April 3, 2020

Abbreviations #102: Naked in Death, The Magpie Lord + Half-Blood

I still can’t fully believe I read Naked in Death because this novel is so far out of my comfort zone, being a romantic suspense read. I’ve never been one for romantic suspense (or mysteries or thrillers), and to have read one and have it be about a serial killer (which generally tends to freak me out, thank you) is no small thing. This is the first novel in J.D. Robb’s long running In Death series, which centers around Lieutenant Eve Dallas and this first one simply tells the story of Eve’s investigation of the gruesome death of a senator’s granddaughter. I can’t say that I really enjoyed the reading experience per se, because it wasn’t easy to read about brutality, assault, murder and rape – and there is plenty of that in spades as Eve gets further into her investigation. But I can say that it was riveting. I was really swept up in the story, and curious to find out how things would be resolved (side note – I thought it was a strong resolution). And though I didn’t initially like Eve, I found that she had grown on me by the end. I also enjoyed the beginnings of the romantic relationship between Eve and Roarke a lot and could see that being an interesting thread to follow with every succeeding story. I’m still unsure if I’ll keep going with the series, since it’s such a big commitment and it’s still not something I think I’d fully enjoy. But at the very least, I’m glad that I gave it a shot!

Naked in Death (In Death #1) by J.D. Robb was published July 1, 1995 by Berkley.

I first heard about The Magpie Lord from my friend Chachic, and finally picked I up when I saw it was a recommended Romanceopoly read for the square I’d landed on. This historical fantasy series starter follows two individuals: Lucien Vaudrey, a peer who finds himself the victim of a cursed item meant to result in death, and Stephen Day, the magician hired to sort out the curse and find out who was behind it in the first place. Magic, mystery, romance, a historical setting – all the elements made this sound like this would totally be my cup of tea. Though I did find it diverting at the time I read it, The Magpie Lord just didn’t wow me. Everything about it was fun, certainly, and the mystery was intriguing enough that I saw it through. But it felt underdeveloped in all aspects, leaving me with a surface-level understanding of the characters, their motivations and their relationships. It was a rather disappointing read for me overall, and I’m sad to say I will not be continuing with the series.
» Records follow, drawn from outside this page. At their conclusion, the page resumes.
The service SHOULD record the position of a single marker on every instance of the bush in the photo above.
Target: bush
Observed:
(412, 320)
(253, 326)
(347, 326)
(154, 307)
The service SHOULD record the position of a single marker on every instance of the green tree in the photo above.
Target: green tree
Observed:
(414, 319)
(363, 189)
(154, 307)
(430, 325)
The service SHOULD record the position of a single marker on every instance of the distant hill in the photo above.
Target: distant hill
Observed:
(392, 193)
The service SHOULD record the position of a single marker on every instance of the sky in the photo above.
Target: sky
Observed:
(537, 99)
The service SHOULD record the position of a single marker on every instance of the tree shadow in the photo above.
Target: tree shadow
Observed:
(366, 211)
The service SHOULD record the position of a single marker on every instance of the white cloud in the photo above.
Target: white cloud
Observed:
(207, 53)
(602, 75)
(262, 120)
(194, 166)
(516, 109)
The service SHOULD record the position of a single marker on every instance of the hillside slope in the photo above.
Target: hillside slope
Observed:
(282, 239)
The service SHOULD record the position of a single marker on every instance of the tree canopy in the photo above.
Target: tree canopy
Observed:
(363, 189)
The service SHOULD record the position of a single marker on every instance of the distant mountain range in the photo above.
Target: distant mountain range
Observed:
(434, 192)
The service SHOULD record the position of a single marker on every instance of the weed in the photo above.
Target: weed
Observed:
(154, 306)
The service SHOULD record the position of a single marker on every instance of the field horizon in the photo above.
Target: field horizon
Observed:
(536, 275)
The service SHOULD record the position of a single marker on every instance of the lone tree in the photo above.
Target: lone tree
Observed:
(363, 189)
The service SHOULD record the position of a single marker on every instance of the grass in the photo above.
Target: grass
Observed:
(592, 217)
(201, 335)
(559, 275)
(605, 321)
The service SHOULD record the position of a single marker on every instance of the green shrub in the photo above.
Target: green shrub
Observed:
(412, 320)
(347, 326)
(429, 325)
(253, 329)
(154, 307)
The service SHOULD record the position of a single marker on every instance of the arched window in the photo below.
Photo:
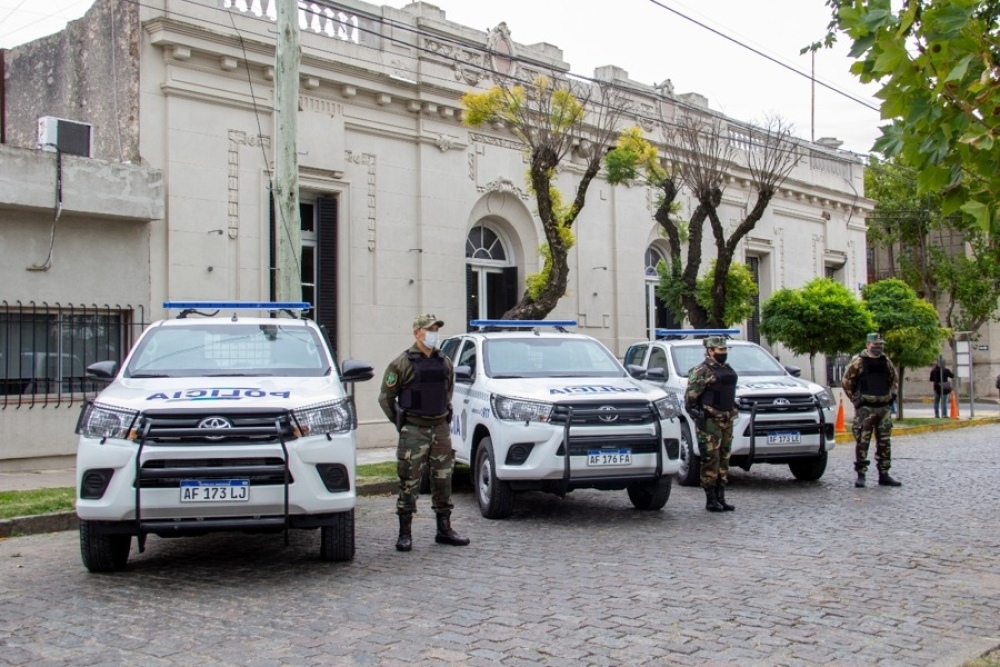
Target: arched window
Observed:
(490, 280)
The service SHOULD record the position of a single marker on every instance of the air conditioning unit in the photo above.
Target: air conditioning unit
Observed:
(70, 137)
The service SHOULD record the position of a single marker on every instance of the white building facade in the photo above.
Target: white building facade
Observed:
(404, 209)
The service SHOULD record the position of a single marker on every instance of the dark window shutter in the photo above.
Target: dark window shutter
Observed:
(471, 304)
(326, 268)
(511, 289)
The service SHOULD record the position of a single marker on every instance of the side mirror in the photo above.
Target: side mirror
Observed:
(102, 371)
(356, 371)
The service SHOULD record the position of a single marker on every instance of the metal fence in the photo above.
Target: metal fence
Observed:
(45, 349)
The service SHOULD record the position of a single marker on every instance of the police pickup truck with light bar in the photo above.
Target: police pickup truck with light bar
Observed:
(783, 419)
(539, 408)
(218, 424)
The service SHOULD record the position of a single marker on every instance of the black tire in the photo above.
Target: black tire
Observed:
(689, 473)
(496, 498)
(651, 496)
(336, 541)
(809, 470)
(102, 552)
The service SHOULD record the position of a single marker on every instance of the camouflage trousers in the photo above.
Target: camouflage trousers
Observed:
(715, 442)
(421, 447)
(870, 419)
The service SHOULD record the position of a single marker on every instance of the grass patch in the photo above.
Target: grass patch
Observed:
(37, 501)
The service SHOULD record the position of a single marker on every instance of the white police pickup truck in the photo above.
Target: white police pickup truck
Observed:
(216, 424)
(539, 408)
(783, 419)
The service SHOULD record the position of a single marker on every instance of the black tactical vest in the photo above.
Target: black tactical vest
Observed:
(427, 395)
(874, 379)
(721, 394)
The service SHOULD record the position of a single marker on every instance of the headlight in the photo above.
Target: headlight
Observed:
(331, 417)
(825, 398)
(515, 409)
(103, 421)
(668, 407)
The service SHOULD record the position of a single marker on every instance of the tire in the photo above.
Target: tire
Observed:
(809, 470)
(336, 541)
(496, 498)
(651, 496)
(689, 473)
(102, 552)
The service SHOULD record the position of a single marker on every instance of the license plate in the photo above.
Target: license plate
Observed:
(609, 457)
(784, 438)
(215, 490)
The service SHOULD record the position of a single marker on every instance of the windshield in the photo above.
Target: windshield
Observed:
(549, 357)
(229, 350)
(746, 360)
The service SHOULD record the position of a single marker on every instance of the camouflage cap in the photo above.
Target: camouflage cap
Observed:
(716, 341)
(425, 321)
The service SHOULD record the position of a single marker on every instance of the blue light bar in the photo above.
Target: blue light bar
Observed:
(697, 332)
(236, 305)
(522, 324)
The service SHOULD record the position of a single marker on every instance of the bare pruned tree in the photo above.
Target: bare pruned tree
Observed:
(552, 116)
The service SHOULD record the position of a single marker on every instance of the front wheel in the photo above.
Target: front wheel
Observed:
(651, 496)
(337, 539)
(689, 473)
(102, 552)
(809, 470)
(496, 498)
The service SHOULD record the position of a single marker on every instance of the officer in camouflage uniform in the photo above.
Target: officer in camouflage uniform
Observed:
(710, 399)
(870, 382)
(416, 396)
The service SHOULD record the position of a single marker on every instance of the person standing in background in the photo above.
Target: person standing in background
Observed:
(941, 377)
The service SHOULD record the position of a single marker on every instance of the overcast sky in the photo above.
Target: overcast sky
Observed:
(652, 41)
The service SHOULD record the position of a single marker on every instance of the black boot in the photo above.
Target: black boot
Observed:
(405, 541)
(712, 500)
(885, 480)
(720, 495)
(446, 535)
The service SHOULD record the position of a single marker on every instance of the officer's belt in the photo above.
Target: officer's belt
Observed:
(417, 420)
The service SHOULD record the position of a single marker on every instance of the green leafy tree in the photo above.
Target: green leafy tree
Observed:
(937, 62)
(948, 260)
(821, 317)
(702, 153)
(909, 324)
(551, 117)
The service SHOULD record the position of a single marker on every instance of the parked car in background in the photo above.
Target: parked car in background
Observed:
(783, 419)
(537, 407)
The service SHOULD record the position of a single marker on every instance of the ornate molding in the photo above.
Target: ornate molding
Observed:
(369, 160)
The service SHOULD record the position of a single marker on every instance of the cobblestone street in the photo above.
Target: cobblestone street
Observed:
(801, 574)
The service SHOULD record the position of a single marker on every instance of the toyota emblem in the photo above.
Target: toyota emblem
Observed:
(215, 423)
(607, 414)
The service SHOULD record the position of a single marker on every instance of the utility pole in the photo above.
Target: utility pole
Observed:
(288, 229)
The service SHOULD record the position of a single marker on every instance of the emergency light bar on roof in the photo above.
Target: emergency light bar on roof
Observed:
(187, 307)
(694, 333)
(499, 325)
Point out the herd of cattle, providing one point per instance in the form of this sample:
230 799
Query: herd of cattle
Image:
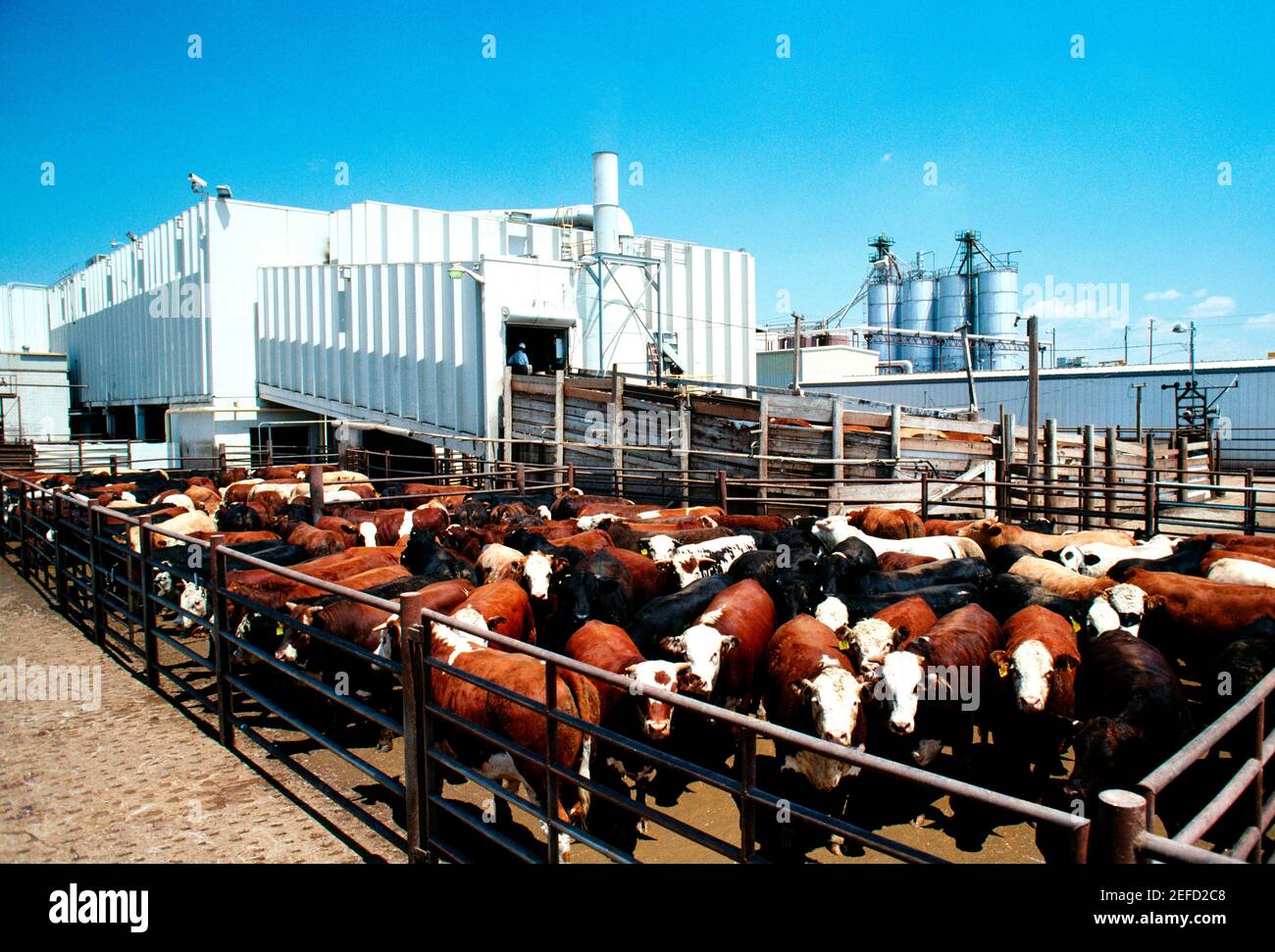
870 629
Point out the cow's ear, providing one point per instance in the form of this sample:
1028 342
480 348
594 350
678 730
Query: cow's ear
1002 662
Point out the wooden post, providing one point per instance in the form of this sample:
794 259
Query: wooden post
1050 470
1250 504
559 419
148 622
59 562
1118 821
1184 467
1087 478
508 417
224 660
94 555
617 429
684 424
895 437
314 473
415 751
1112 476
764 446
1151 504
838 442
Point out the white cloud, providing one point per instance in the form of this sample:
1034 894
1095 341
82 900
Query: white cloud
1053 309
1215 306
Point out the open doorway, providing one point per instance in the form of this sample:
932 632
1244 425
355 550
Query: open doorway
546 347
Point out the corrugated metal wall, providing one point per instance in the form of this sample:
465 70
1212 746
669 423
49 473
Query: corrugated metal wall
24 318
402 339
1101 396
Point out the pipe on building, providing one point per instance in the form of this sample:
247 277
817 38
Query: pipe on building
905 366
606 203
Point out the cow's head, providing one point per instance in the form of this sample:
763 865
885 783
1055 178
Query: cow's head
833 530
192 600
659 548
1032 668
868 642
538 573
702 647
691 568
1120 608
1096 748
833 697
655 717
900 676
455 640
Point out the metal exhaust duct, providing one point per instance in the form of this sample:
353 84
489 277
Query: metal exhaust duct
606 203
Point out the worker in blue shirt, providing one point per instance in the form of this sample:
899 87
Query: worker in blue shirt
519 361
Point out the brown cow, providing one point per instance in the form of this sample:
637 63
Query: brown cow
893 561
944 666
502 608
811 687
1041 653
1058 578
991 534
587 542
521 675
317 542
1203 613
726 646
888 523
872 638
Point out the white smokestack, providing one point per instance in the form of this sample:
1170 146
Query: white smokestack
606 202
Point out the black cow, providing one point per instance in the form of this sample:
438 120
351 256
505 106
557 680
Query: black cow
948 571
422 555
1133 715
598 587
674 613
1007 594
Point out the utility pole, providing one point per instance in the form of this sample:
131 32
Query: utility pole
795 352
1138 409
1033 399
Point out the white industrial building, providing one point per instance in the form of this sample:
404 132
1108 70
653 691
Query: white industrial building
236 317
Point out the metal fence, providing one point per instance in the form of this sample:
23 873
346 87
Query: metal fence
81 557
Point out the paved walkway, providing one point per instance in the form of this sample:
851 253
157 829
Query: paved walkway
131 781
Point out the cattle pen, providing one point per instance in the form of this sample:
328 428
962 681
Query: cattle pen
73 552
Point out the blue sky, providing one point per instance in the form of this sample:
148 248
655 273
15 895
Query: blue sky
1101 170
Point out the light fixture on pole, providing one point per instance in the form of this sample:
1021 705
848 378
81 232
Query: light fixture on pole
1189 329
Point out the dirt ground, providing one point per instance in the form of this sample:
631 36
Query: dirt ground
134 780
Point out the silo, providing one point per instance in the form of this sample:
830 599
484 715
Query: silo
997 307
884 313
952 310
917 313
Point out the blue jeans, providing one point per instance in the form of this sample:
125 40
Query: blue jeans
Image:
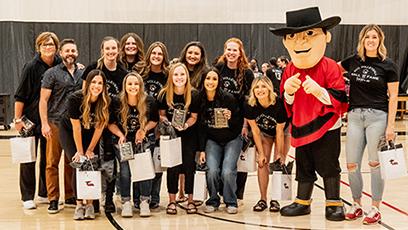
226 154
365 127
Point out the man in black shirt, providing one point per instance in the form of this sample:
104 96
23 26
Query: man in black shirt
27 97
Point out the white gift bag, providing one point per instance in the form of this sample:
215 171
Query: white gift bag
392 162
200 186
141 167
281 186
247 161
88 185
157 160
22 149
170 151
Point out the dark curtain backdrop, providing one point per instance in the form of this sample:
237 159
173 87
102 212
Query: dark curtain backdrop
17 42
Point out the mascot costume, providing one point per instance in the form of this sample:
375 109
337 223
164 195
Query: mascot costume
313 90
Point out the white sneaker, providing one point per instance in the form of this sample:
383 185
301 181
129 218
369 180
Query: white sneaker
42 200
127 210
232 210
210 209
79 213
144 209
29 204
89 212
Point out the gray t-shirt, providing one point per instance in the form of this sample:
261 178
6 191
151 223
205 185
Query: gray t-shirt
62 83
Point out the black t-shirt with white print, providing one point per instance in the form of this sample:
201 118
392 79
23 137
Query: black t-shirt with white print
368 81
266 118
154 82
178 103
114 78
230 83
133 116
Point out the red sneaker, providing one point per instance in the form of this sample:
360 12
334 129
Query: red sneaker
373 217
354 212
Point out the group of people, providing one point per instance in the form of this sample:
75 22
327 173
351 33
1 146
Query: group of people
86 113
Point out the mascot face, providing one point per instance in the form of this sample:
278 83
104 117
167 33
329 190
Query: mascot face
306 48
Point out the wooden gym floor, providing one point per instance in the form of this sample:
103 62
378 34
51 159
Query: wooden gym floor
394 209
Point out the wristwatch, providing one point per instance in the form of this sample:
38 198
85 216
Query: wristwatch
17 120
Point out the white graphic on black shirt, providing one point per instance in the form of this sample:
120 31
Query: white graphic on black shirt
365 74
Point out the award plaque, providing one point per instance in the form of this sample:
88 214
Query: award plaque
179 118
126 151
28 127
220 121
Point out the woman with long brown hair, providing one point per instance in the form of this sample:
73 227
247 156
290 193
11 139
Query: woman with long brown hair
82 127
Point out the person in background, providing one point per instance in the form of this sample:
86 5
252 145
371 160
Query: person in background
131 50
154 73
373 105
58 83
27 97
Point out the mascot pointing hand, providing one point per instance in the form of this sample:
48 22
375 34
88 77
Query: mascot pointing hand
313 90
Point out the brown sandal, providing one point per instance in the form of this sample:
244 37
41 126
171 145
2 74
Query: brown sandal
171 208
191 208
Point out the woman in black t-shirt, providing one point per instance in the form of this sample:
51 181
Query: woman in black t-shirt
266 115
194 57
81 129
135 116
131 50
219 140
178 94
372 109
154 68
236 79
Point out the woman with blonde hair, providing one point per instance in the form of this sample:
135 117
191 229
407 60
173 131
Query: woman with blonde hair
177 94
266 115
131 50
236 77
372 108
135 115
82 127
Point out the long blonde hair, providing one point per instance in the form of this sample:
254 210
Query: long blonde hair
168 89
143 68
242 60
141 102
102 102
381 50
100 60
271 96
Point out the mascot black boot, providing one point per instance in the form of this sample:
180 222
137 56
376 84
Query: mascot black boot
334 205
301 206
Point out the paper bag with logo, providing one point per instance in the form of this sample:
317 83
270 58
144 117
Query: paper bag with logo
170 151
22 149
141 167
88 184
157 160
281 186
200 186
247 161
392 162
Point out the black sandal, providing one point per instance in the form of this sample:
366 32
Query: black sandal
275 206
171 208
191 208
260 206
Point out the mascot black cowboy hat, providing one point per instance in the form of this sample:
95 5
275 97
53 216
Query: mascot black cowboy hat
304 19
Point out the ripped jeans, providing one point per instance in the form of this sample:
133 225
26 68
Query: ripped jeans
365 127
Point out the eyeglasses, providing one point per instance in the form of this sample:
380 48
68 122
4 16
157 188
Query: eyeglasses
48 44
The Magpie Lord (A Charm of Magpies #1) by K.J. Charles was self-published on September 3, 2013.

I’ve been meaning to read Half-Blood (and the rest of the Covenant series) for years, so I’m happy I finally took the plunge and happy that I liked it! The premise is simple: Alex is a half-blood, a child of a mortal and a pureblood descended from the Greek gods. When her mother is murdered, Alex finds herself returning to the world the pair left three years before, determined to prove that she can catch up on her training to become a Sentinel. Juggling her intensive summer training, the typical teen outings and her developing feelings for someone she shouldn’t see in a romantic light, Alex eventually finds herself facing a challenge that will forever change her life as she knows it. It’s undeniable that Half-Blood shares similarities with other stories in terms of plot, character types and the basis of the lore. But I still really enjoyed it! While I felt a lot of the plot was predictable, it was still entertaining. I also liked Armentrout’s lore (which is foundational to the tale) and writing style (which is compulsively readable and always manages to reel me right in). But, as with most things I read, the characters were my favorite thing about the book! Admittedly, Alex took a while to grow on me, since she felt so young at times. Her sass and determination, as well as her underlying desire to do the right thing (even if it involves a bad or reckless choice), ended up winning me over in the end. I also liked many of the secondary characters, though I feel it best not to mention specifics so you can discover their personalities and motives for yourself. So, while Half-Blood didn’t fully hit that bullseye for me as a reader, there is enough potential for the rest of the series to do so (especially after how it all ends). I’m interested in seeing how the rest of Alex’s story plays out, and definitely plan on checking out the rest of the books!

Half-Blood (Covenant #1) by Jennifer L. Armentrout was published on October 18, 2011 by Spencer Hill Press (and is now self-published).